The Idaho Public Utilities Commission recently approved Idaho Power’s filing to change all area lights, flood lights and company-owned street lights from high-pressure sodium lights to LEDs. Idaho Power will begin the changeout in fall 2019.
LED lights provide significant advantages over the existing high-pressure sodium lights. LED lights provide better lighting quality, consume less energy and require less maintenance. Due to changing technology within the lighting industry, Idaho Power has less certainty regarding the future availability of the existing high-pressure sodium technology.
No. Idaho Power will no longer maintain an inventory of high-pressure sodium lights as the transition is made to LED street lights. Idaho Power will replace all company-owned street light fixtures with LED fixtures.
Idaho Power will begin replacing existing light fixtures with LED fixtures in fall 2019. The project is expected to take approximately four years to complete.

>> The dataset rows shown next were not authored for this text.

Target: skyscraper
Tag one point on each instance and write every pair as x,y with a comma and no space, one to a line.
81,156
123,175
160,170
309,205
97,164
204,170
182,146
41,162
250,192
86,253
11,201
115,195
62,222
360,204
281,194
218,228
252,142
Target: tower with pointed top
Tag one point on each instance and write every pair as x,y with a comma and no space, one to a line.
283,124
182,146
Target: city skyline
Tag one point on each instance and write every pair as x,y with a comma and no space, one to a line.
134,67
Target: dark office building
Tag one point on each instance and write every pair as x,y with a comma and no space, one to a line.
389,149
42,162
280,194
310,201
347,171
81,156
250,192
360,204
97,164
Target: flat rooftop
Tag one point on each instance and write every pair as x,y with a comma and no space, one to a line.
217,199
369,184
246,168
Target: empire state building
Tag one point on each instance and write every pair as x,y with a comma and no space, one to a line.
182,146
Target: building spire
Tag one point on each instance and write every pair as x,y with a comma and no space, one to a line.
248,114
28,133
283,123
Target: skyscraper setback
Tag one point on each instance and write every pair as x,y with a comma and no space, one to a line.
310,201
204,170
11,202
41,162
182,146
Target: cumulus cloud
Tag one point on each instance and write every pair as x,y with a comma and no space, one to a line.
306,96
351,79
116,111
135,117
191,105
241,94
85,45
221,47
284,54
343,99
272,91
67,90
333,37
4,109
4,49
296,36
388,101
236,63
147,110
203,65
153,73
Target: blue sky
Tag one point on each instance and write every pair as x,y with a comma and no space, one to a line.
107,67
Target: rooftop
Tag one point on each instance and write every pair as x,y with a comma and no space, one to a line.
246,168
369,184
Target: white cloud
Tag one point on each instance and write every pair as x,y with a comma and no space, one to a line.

The LED light fixture will look similar to the existing high-pressure sodium fixtures.
The light quality of the LED light fixture is visually different than light produced by the existing high-pressure sodium fixtures. High-pressure sodium street lights produce a light color with a yellowish or orange hue, whereas the color temperature of LED lights is whiter with better color rendition, thus providing greater clarity. LED lights also project light in a focused pattern, directing light more precisely where it is needed. The result is more uniform light coverage, with less glare and fewer dark spots, which improves visibility.
Idaho Power expects that all street light fixtures under Schedule 41(A) will be 3,000 Kelvin (“K”). Idaho Power has identified cobra-head LED fixtures that comply with International Dark-Sky Association standards for shielding, which minimizes glare and light spillage. The only exception to the 3,000K expected is the Schedule 15 flood lights, which are specified at 4,000K. Schedule 15 flood lights are specified at 4,000K because many of the existing flood light fixtures utilize metal halide lamps operating at approximately 4,000K. This type of lighting is not dark-sky compliant due to the nature of a flood light fixture in general.
Idaho Power did not request a rate change with this filing.